It is known that a + B = 2008, C = 2007 Find: 2A (a + B-C) - 2b (C-A-B) - C (B-C + a)

It is known that a + B = 2008, C = 2007 Find: 2A (a + B-C) - 2b (C-A-B) - C (B-C + a)
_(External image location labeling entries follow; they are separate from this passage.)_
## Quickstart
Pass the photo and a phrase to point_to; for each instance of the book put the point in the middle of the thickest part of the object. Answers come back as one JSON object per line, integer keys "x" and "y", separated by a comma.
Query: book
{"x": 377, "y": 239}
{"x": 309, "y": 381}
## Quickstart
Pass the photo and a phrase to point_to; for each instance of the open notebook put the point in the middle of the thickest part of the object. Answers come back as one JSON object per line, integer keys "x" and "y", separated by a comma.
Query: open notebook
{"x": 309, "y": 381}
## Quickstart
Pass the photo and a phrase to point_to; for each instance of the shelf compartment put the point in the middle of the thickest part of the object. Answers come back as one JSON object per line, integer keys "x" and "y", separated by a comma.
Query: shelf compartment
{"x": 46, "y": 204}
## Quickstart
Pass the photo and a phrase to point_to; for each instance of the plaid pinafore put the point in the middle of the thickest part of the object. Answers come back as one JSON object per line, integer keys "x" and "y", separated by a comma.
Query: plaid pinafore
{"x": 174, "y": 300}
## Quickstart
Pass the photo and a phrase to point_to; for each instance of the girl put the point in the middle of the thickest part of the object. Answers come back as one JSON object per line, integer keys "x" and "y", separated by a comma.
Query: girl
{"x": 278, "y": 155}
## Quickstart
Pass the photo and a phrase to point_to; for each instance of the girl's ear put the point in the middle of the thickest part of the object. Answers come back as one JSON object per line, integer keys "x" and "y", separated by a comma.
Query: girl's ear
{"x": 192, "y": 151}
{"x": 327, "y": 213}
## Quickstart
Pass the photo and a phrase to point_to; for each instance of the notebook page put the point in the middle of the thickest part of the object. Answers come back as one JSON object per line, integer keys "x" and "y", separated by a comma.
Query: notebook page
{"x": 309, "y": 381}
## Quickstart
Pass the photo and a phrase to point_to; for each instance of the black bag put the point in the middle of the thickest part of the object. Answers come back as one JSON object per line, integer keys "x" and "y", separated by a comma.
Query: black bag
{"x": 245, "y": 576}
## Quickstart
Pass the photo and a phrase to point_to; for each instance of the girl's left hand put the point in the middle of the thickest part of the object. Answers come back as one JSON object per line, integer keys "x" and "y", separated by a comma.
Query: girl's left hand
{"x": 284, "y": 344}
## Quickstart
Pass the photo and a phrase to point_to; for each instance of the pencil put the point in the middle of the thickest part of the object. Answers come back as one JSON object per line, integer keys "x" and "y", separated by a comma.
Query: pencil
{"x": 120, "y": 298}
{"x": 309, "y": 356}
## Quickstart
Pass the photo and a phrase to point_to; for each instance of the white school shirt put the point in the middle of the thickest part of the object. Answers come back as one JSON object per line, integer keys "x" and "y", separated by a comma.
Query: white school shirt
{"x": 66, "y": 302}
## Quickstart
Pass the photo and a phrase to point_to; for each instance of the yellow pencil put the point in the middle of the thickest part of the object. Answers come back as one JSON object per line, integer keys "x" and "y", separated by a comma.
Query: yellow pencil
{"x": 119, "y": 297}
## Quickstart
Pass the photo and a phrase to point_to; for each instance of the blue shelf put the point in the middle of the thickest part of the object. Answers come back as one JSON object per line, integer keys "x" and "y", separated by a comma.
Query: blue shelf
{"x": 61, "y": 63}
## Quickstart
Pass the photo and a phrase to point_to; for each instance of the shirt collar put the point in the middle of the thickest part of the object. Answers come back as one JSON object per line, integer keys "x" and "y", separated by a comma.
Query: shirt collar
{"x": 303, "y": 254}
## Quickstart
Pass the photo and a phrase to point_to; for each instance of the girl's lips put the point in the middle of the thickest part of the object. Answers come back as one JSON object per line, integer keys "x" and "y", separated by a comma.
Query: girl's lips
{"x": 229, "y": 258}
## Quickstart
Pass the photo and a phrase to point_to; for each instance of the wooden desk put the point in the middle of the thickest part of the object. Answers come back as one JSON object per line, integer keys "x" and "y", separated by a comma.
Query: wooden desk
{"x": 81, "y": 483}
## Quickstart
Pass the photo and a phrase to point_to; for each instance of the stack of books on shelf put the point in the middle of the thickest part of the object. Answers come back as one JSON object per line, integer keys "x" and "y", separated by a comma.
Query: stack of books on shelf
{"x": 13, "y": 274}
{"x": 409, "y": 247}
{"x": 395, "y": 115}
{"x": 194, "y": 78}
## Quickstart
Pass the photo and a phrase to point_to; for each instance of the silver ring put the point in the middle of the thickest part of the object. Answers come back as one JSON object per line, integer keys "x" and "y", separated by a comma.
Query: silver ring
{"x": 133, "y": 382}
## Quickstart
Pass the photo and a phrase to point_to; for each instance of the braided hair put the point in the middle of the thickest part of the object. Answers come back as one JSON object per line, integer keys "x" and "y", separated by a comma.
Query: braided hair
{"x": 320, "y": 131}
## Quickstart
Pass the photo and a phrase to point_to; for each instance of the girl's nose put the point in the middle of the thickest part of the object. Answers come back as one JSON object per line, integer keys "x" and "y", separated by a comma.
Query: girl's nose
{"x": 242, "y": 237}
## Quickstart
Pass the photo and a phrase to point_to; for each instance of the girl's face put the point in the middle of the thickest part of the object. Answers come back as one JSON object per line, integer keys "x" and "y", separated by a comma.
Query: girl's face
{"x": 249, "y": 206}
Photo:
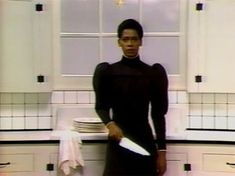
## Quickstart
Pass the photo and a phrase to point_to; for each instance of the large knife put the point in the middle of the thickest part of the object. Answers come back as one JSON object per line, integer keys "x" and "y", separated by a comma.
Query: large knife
{"x": 132, "y": 146}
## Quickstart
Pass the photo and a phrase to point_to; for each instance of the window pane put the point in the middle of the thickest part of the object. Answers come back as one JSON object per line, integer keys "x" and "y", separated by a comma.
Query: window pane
{"x": 111, "y": 51}
{"x": 161, "y": 15}
{"x": 164, "y": 50}
{"x": 80, "y": 16}
{"x": 113, "y": 14}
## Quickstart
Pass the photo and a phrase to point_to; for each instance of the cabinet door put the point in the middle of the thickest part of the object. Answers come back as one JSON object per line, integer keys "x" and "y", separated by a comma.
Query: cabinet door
{"x": 211, "y": 46}
{"x": 25, "y": 46}
{"x": 175, "y": 164}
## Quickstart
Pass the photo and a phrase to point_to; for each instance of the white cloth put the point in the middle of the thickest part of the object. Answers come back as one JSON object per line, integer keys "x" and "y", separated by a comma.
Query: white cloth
{"x": 70, "y": 156}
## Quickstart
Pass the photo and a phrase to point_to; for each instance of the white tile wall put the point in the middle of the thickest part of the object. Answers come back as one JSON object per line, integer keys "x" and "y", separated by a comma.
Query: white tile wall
{"x": 35, "y": 110}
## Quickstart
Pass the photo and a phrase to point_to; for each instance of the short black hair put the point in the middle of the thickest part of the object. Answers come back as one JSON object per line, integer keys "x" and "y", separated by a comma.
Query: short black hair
{"x": 130, "y": 24}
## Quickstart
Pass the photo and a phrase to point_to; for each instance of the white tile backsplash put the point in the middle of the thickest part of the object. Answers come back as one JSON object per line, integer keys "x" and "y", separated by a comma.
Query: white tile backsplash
{"x": 231, "y": 123}
{"x": 6, "y": 98}
{"x": 172, "y": 96}
{"x": 221, "y": 110}
{"x": 34, "y": 110}
{"x": 57, "y": 97}
{"x": 221, "y": 122}
{"x": 208, "y": 110}
{"x": 31, "y": 110}
{"x": 31, "y": 122}
{"x": 231, "y": 109}
{"x": 70, "y": 97}
{"x": 231, "y": 98}
{"x": 5, "y": 110}
{"x": 221, "y": 98}
{"x": 6, "y": 123}
{"x": 17, "y": 98}
{"x": 18, "y": 123}
{"x": 18, "y": 110}
{"x": 208, "y": 122}
{"x": 83, "y": 97}
{"x": 195, "y": 109}
{"x": 31, "y": 98}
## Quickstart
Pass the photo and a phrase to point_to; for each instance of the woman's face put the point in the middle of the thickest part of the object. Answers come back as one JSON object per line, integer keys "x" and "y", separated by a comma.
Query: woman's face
{"x": 130, "y": 43}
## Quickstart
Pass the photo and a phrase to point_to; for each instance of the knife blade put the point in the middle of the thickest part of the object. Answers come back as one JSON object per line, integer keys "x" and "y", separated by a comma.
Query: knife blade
{"x": 132, "y": 146}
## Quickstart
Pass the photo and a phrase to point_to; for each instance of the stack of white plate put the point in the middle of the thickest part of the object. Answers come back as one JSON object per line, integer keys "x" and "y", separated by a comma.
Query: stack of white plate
{"x": 89, "y": 125}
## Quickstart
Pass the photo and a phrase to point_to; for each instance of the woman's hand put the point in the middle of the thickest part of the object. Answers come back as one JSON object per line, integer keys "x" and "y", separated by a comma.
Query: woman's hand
{"x": 161, "y": 163}
{"x": 115, "y": 132}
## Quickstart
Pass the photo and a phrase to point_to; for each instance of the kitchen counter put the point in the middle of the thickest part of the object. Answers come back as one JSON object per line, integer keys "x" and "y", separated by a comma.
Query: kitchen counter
{"x": 42, "y": 136}
{"x": 192, "y": 136}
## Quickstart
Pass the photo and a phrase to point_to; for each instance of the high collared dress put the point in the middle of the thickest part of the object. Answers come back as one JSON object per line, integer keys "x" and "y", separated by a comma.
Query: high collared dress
{"x": 128, "y": 92}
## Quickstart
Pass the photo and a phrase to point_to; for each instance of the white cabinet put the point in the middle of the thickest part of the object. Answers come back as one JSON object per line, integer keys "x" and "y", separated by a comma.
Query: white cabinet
{"x": 79, "y": 45}
{"x": 212, "y": 160}
{"x": 27, "y": 159}
{"x": 25, "y": 46}
{"x": 177, "y": 160}
{"x": 94, "y": 160}
{"x": 211, "y": 46}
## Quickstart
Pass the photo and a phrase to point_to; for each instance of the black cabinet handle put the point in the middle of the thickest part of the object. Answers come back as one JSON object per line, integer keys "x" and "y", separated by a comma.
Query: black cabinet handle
{"x": 2, "y": 165}
{"x": 230, "y": 164}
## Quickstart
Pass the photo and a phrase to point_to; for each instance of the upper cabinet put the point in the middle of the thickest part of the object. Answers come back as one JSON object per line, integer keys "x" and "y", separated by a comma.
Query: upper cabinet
{"x": 25, "y": 46}
{"x": 85, "y": 35}
{"x": 211, "y": 41}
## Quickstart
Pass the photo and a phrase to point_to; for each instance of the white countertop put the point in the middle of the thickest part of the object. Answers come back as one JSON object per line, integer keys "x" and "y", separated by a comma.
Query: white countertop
{"x": 44, "y": 136}
{"x": 196, "y": 135}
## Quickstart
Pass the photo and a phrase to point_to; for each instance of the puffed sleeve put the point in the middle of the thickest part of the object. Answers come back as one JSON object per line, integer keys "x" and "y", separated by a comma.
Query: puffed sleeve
{"x": 159, "y": 103}
{"x": 102, "y": 91}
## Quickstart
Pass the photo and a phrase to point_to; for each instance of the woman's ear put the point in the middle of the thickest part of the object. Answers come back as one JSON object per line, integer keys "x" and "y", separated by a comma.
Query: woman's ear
{"x": 119, "y": 42}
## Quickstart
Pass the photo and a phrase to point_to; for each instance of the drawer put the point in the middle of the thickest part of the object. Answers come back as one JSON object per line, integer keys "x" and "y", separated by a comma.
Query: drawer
{"x": 219, "y": 162}
{"x": 16, "y": 163}
{"x": 93, "y": 151}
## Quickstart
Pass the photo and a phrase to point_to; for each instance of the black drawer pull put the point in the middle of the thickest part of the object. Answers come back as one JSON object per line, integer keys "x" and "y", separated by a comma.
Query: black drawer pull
{"x": 2, "y": 165}
{"x": 230, "y": 164}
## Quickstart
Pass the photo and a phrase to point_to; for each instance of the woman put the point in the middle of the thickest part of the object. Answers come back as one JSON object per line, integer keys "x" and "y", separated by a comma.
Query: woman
{"x": 124, "y": 90}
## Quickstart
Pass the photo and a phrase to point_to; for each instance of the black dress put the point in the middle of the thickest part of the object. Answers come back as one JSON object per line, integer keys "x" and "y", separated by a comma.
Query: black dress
{"x": 124, "y": 90}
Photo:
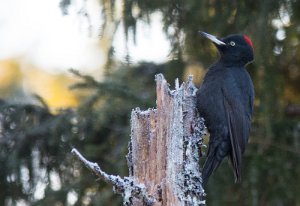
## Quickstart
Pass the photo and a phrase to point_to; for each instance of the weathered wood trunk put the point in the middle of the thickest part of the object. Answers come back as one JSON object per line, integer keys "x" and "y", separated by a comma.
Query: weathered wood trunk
{"x": 165, "y": 147}
{"x": 164, "y": 152}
2a(a+b-c)-2b(c-a-b)-c(b-c+a)
=2a(a+b-c)+2b(a+b-c)-c(a+b-c)
=(a+b-c)(2a+2b-c)
=(a+b-c)[a+b-c+(a+b)]
=(2008-2007)(2008-2007+2008)
=2009

(a ^ 2 + 9) ^ 2-36a ^ 2 extract common factor

Original formula = (a ^ 2 + 9) ^ 2 - (6a) ^ 2
=(a^2+9+6a)(a^2+9-6a)
=(a+3)^2(a-3)^2

13 (2) the problem of extracting common factor
Fill in the blanks:
Square of 2m (Y-X) = () (X-Y)
-2m (Y-X) cube = () (X-Y) cube
（x+y)(y-x)=-(x+y)( )
-M (Y-X) = m ()
Factorization:
3a(m-n)-2b(m-n)
a(x-2)-b(x-2)+(2-x)
The square of 9 (a-b) (a + b) - 3 (a-b)
-Square of 2 (b-2a) + (b-2a)
The square of 3 (x + y) (Y-X) - (X-Y)
-3 (X-Y) square - (Y-X) cube

Is it all right? Is there any decomposition factor that can give process?